Testing loosely coupled microservices, at least for me, has proven to be much more challenging than testing monoliths. I feel like a beginner again – especially when there are many teams and many independently deployable services. I often feel overwhelmed with how much there is to consider!
In this post, I present a mental model that is helping me think better about testing applications that are loosely coupled microservices. This post might help you if you are leading the testing efforts of such applications and/or if your testing background is predominantly in the world of monoliths. I have interspersed this post with contextual tips to help you implement these ideas at your company. The pattern in this post is to start with something familiar (i.e., testing monoliths) and then extend it to testing in the world of microservices. I hope starting with the familiar might make the unfamiliar less scary.

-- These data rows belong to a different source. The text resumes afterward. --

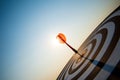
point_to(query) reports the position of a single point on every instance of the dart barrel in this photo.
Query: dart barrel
(103, 48)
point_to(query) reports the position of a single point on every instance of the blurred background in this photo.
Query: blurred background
(28, 29)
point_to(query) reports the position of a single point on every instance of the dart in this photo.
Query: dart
(62, 39)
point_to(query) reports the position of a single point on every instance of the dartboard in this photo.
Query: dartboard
(102, 48)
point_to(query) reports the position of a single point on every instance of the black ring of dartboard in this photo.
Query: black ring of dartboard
(106, 55)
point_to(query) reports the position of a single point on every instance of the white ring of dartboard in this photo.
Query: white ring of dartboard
(98, 47)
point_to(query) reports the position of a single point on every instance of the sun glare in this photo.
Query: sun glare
(55, 42)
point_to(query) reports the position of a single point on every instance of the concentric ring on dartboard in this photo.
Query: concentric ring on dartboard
(103, 32)
(108, 52)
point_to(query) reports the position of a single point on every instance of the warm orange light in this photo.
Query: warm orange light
(61, 38)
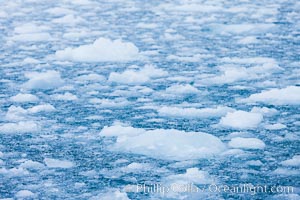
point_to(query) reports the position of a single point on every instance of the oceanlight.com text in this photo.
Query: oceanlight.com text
(212, 188)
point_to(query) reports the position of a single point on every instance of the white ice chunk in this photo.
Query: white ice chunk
(43, 80)
(182, 89)
(23, 194)
(285, 96)
(276, 126)
(29, 164)
(41, 108)
(165, 144)
(132, 76)
(264, 111)
(21, 98)
(91, 77)
(194, 112)
(20, 127)
(100, 51)
(293, 162)
(64, 97)
(111, 195)
(246, 143)
(192, 175)
(241, 120)
(16, 113)
(55, 163)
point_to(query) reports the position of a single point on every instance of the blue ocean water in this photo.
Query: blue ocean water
(224, 34)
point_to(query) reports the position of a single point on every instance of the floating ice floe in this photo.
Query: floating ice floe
(43, 80)
(29, 164)
(246, 143)
(91, 77)
(241, 120)
(64, 97)
(256, 28)
(102, 50)
(20, 127)
(132, 76)
(164, 144)
(110, 103)
(41, 108)
(233, 73)
(194, 112)
(277, 126)
(69, 19)
(31, 32)
(192, 175)
(55, 163)
(24, 194)
(285, 96)
(182, 89)
(293, 162)
(111, 195)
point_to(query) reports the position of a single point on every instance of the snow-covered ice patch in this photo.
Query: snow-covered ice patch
(24, 194)
(192, 175)
(165, 144)
(64, 97)
(101, 50)
(20, 127)
(21, 98)
(43, 80)
(293, 162)
(277, 126)
(182, 89)
(55, 163)
(132, 76)
(241, 120)
(285, 96)
(41, 108)
(194, 112)
(246, 143)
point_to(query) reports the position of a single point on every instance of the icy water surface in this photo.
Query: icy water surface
(98, 98)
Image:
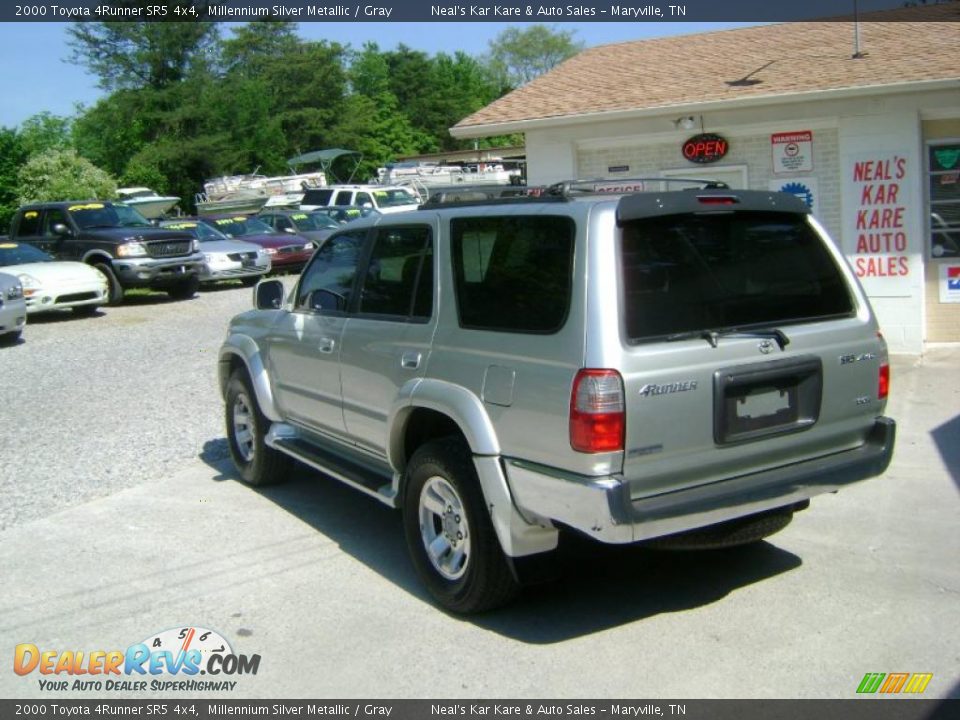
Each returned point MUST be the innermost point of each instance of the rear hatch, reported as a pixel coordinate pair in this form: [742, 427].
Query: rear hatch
[747, 344]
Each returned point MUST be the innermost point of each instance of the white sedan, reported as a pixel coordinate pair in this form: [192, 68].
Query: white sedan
[50, 284]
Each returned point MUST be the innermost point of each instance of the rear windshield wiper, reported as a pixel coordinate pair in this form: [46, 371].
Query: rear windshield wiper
[713, 336]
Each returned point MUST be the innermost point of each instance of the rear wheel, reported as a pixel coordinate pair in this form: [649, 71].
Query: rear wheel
[85, 310]
[449, 534]
[184, 289]
[114, 288]
[247, 426]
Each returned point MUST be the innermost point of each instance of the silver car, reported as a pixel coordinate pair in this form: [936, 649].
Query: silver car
[224, 258]
[686, 367]
[13, 308]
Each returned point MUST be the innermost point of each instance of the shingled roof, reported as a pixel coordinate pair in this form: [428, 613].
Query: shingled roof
[768, 61]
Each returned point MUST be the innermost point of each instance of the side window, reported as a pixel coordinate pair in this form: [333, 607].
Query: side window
[51, 218]
[399, 278]
[29, 223]
[327, 282]
[513, 273]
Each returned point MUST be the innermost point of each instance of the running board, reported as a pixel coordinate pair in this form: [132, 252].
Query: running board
[366, 477]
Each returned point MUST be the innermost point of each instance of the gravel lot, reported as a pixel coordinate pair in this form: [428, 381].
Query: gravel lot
[92, 406]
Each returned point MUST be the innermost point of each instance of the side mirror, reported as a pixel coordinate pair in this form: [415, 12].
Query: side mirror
[268, 295]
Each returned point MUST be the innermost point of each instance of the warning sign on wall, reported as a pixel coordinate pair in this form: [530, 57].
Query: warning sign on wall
[792, 152]
[950, 283]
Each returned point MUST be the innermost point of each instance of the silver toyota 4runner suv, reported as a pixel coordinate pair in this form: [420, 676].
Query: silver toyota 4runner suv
[685, 366]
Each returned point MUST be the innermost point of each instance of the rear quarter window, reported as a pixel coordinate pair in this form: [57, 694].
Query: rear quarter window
[513, 273]
[688, 273]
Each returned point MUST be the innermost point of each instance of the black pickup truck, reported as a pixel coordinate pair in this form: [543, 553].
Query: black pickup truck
[115, 239]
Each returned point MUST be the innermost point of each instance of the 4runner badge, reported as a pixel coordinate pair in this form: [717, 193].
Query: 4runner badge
[654, 389]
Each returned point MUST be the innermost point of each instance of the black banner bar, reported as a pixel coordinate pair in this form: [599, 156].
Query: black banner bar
[632, 11]
[865, 708]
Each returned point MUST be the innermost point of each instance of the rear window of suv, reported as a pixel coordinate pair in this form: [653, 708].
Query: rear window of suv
[513, 273]
[689, 273]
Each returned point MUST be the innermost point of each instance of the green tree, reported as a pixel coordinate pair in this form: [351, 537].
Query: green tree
[373, 123]
[518, 56]
[62, 175]
[141, 54]
[12, 157]
[256, 45]
[44, 131]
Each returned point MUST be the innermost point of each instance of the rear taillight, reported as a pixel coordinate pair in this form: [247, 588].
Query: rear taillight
[883, 387]
[597, 413]
[883, 384]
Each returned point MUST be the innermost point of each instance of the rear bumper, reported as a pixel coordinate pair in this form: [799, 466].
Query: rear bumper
[601, 507]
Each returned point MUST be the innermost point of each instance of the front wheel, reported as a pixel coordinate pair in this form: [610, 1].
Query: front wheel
[257, 462]
[451, 539]
[114, 288]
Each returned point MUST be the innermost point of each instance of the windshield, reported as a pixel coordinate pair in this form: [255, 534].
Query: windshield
[394, 198]
[94, 215]
[241, 226]
[201, 231]
[17, 254]
[313, 221]
[691, 273]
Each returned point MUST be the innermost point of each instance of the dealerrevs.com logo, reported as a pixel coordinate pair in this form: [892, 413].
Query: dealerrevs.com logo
[171, 660]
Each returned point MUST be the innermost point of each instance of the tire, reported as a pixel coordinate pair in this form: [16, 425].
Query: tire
[114, 288]
[450, 537]
[185, 289]
[257, 463]
[85, 310]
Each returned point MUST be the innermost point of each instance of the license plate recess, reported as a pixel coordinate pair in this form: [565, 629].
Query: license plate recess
[765, 399]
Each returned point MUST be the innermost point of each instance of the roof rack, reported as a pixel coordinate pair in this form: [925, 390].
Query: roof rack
[620, 186]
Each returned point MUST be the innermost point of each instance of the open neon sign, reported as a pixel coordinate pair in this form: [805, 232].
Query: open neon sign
[705, 148]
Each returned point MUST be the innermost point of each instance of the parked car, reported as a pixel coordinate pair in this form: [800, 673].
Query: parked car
[13, 309]
[687, 367]
[224, 258]
[312, 225]
[382, 198]
[288, 253]
[345, 213]
[117, 240]
[50, 284]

NOTE 1: Though this post looks theoretical, you should play along! Work on the tasks listed in the sections labeled YOUR TASK
NOTE 2: This post is NOT meant for folks with deep experience testing microservices. For you folks, many things I talk about here will come off as quaint and primitive.
Why this post?
This post is long overdue. In the last couple of years, my colleagues at Qxf2 and I have been wrestling with the challenge of testing loosely coupled microservices at early stage startups. We were late to the party and had to play catch up. While we are definitely NOT experts, I feel like our mental models right now are ripe enough to share and get feedback. Having shared this work with small groups over the last 6-months, I am optimistic that this write up will help testers with tons of experience in monolith-land (like me!) to transition into testing better in microservices-land.
The basic mental model
We are going to be working with the mental model in the image below. We will work our way through five crucial considerations that we take into account when testing monoliths: who tests, environments, test triggers, types of tests and features to test. I know that there are several more factors that are different between testing monoliths and testing loosely coupled microservices like how information flows between teams, release schedules, etc. However, I wanted to make this post useful to a large cross-section of testers. So in the context of this post, I feel like limiting our discussion to these five factors will be sufficient to give us a really solid transition point.
If you ever present this to your team, please make sure to set two expectations clearly. One, you will do a lot of the heavy lifting. You will break up the high level thinking into concrete, actionable problems that the team can solve. Others do not need fit all the thinking we are going to do into their head! Two, you do NOT want an army of testers. Many executives see this work and assume I am angling for an army of testers! Far from it, I think the footprint of testers has to be small. Involving every other role in testing is the way to go.
But isn’t this overkill?
Overkill! That is the initial impression of everyone I have shared this work with. This reaction is OK for most non-professional testers. But as a professional tester, I feel like we must make an attempt to generalize our testing. If you are a professional tester, I promise you that working through this post has several benefits:
a) This analysis plays very well with executives
b) Your team (and you) get more confidence that testing has been thought about systematically
c) The visualizations here will help you track testing progress over time
d) Improved presence of mind and situational awareness in technical conversations
e) Creating a checklist of ideas that you might want to implement someday
f) Help in selecting a more appropriate QA tool belt for your team
g) Initiating conversations early so that complex tasks get more soak time
h) Identifying easy wins that your team might have missed
i) Better planning within sprints to account for testing
Fight the test pyramid! Most teams get overwhelmed when presented with this information. They water down discussions to focus only on ‘types of tests’. Their instinct is to think in terms of a pyramid! Fight that idea right from the start. This post will help you expose why thinking in terms of a test pyramid is insufficient when testing loosely coupled microservices.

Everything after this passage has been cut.